Aquela matéria da "Piauí" foi fundamental. Expôs ali uma arrogância e uma soberba que a gente da imprensa já conhecia. Mas ele se excedeu. "
Sílvio Barsetti
Como é que você avalia o papel da imprensa nessa saída do Ricardo Teixeira? Tivemos as denúncias da “Folha de S.Paulo“, o perfil da revista "Piauí"...
Aquela matéria da "Piauí" foi fundamental. Expôs ali uma arrogância e uma soberba que a gente da imprensa já conhecia. Mas ele se excedeu. Ele podia ter se controlado mais. Desprezou e tratou de forma debochada as críticas recebidas ao longo dos anos. A entrevista passou o declínio e foi muito importante para o processo de afastamento dele da CBF. Os jornais, principalmente os de São Paulo, sempre tiveram uma postura mais crítica. A "Folha" é uma coisa mais sistemática e matérias contínuas, e o "Estadão", sempre que havia informação, bancava.
Tinha esse papo de que a imprensa paulista batia muito no Ricardo Teixeira porque a CBF é no Rio.
Não vejo dessa forma. Não havia transparência, surgiram denúncias, tinha a discussão de que a CBF poderia dar outro tratamento aos clubes, fazer um pouco com eles o que ela faz com a Seleção. Houve as CPIs que expuseram o Ricardo Teixeira, que ele era acusado de sonegação fiscal, lavagem de dinheiro, depois os arquivos foram trancados e ele não foi condenado. Aquilo foi gerando uma agenda negativa. Somava-se a isso a imagem pública. Ele nunca fez questão de melhorar isso.
Na matéria da "Piauí" ele está de costas para um jardim belíssimo na Suíca, ia sempre nos mesmos restaurantes...
A construção do texto é belíssima. O João Havelange arquitetou a candidatura do Ricardo Teixeira por três anos. Tiveram encontros com os presidentes das federações. Ele queria um braço dele na CBF enquanto estivesse na Fifa, que era um braço dele.
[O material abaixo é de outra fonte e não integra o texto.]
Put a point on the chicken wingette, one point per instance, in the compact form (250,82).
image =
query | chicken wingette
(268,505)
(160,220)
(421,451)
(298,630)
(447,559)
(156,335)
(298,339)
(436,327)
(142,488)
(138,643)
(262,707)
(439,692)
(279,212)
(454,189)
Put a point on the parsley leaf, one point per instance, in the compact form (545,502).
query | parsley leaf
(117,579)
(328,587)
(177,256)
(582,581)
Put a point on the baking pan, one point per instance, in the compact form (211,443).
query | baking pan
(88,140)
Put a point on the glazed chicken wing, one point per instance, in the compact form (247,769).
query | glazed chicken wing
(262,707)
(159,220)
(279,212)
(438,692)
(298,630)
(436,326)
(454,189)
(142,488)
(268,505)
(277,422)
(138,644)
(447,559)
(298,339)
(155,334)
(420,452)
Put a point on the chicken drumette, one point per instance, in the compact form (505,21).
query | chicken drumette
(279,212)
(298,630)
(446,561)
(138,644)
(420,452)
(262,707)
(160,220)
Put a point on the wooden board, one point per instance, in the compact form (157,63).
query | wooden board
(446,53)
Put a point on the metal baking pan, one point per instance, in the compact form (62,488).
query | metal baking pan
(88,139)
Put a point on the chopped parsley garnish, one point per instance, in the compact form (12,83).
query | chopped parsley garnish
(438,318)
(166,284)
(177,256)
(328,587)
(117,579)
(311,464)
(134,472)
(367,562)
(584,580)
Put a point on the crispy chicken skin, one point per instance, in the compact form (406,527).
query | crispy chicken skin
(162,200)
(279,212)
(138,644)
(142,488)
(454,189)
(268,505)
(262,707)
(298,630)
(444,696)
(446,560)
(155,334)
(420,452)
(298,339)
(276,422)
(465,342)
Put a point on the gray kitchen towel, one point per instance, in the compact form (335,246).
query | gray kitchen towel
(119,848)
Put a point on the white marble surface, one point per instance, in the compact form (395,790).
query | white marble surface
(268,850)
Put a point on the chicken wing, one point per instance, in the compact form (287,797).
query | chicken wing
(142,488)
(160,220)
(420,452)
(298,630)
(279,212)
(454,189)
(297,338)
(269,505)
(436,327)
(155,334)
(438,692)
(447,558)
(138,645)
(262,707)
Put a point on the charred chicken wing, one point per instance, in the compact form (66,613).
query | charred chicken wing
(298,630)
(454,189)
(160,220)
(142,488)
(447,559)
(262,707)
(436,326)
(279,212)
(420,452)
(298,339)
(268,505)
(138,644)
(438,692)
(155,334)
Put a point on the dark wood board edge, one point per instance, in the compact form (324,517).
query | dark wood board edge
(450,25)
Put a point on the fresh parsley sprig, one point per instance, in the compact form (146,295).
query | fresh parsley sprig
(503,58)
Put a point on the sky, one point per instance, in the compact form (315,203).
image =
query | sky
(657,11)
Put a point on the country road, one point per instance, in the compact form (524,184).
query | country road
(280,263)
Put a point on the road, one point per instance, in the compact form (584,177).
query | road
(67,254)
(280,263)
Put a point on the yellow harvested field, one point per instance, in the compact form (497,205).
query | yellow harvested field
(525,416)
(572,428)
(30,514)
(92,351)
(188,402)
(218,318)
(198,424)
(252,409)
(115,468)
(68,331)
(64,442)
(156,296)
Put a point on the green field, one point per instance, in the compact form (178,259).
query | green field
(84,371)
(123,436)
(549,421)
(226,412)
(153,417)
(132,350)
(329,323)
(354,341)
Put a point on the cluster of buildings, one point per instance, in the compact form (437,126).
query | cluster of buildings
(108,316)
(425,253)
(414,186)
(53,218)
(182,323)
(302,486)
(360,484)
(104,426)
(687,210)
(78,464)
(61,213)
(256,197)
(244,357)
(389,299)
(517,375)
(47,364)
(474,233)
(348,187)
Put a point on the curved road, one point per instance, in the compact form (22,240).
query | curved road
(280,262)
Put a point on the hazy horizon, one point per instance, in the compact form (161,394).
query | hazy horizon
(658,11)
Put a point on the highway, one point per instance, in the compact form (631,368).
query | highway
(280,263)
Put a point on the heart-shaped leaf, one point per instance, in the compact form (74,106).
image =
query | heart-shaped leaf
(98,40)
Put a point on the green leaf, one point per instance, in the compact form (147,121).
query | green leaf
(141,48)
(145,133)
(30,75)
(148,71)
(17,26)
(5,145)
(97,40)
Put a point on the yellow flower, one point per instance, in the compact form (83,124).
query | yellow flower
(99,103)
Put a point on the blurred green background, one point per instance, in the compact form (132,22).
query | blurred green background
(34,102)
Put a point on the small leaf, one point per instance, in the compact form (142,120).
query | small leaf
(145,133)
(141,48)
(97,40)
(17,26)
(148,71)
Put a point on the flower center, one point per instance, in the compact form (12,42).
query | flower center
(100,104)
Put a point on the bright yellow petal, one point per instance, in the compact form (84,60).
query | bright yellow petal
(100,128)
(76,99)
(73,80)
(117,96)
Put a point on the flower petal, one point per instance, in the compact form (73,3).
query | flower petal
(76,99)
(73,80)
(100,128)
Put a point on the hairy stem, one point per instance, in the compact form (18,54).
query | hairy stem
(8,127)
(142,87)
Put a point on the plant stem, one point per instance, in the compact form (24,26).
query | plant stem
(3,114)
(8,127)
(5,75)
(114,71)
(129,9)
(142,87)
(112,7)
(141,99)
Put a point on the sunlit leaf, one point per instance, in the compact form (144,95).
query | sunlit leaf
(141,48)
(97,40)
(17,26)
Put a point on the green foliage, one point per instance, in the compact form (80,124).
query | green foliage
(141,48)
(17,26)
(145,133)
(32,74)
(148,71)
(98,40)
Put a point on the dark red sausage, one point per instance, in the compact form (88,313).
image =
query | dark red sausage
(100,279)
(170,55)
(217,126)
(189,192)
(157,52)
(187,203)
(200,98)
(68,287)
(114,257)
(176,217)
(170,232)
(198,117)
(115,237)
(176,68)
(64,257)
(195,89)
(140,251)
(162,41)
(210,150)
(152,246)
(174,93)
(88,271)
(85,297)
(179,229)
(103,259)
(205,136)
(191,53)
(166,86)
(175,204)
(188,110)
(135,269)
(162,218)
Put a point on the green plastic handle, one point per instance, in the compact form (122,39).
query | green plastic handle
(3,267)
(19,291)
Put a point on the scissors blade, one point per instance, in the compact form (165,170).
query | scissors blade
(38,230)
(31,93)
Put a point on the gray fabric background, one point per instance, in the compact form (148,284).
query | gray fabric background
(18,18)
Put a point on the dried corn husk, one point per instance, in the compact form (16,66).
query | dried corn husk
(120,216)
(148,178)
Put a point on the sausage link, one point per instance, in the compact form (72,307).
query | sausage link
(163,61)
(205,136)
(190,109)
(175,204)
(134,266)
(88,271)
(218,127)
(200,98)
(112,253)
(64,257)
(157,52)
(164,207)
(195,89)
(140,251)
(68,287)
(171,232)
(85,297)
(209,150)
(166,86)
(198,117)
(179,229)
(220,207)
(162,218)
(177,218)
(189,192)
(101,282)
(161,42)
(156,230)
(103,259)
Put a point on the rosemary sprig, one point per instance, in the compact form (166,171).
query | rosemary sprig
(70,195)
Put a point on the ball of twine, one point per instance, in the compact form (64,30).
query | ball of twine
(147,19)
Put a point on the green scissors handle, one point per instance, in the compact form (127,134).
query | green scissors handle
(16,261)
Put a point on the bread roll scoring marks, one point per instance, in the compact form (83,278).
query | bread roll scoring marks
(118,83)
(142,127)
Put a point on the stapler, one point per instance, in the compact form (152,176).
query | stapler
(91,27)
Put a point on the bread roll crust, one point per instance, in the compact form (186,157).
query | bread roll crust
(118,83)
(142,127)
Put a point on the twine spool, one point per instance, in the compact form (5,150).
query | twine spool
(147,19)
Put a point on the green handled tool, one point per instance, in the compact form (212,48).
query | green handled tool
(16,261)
O Ricardo Teixeira é flamenguista, mas não vê jogo nos estádios. Ele passou pelo menos os últimos dez anos sem ir a um estádio no Brasil. Talvez tenha mais. Assistia só os jogos da Seleção Brasileira.
E as coisas boas que o Ricardo Teixeira deixou?
Duas Copas do Mundo, cinco Copas Américas, duas Copas das Confederações. Uma organização muito boa das seleções de base, a Granja Comary, a projeção da Seleção Brasileira. Agora, isso tudo, quando não há transparência, suspeitas graves, isso tudo acaba ofuscando essas conquistas. Se for olhar pela questão montetária, hoje a receita da CBF é de quase R$ 300 milhões por ano com patrocinadores. Fora o que a Seleção recebe nos amistosos.

Se não fosse o Teixeira, quem teria sido o comandante do futebol brasileiro nos últimos anos?
O Octávio Pinto Guimarães tinha certa idade, o Ricardo Teixeira tinha 41 anos quando assumiu a CBF. Não sei como seria. Talvez uma indefinição como é o quadro atual.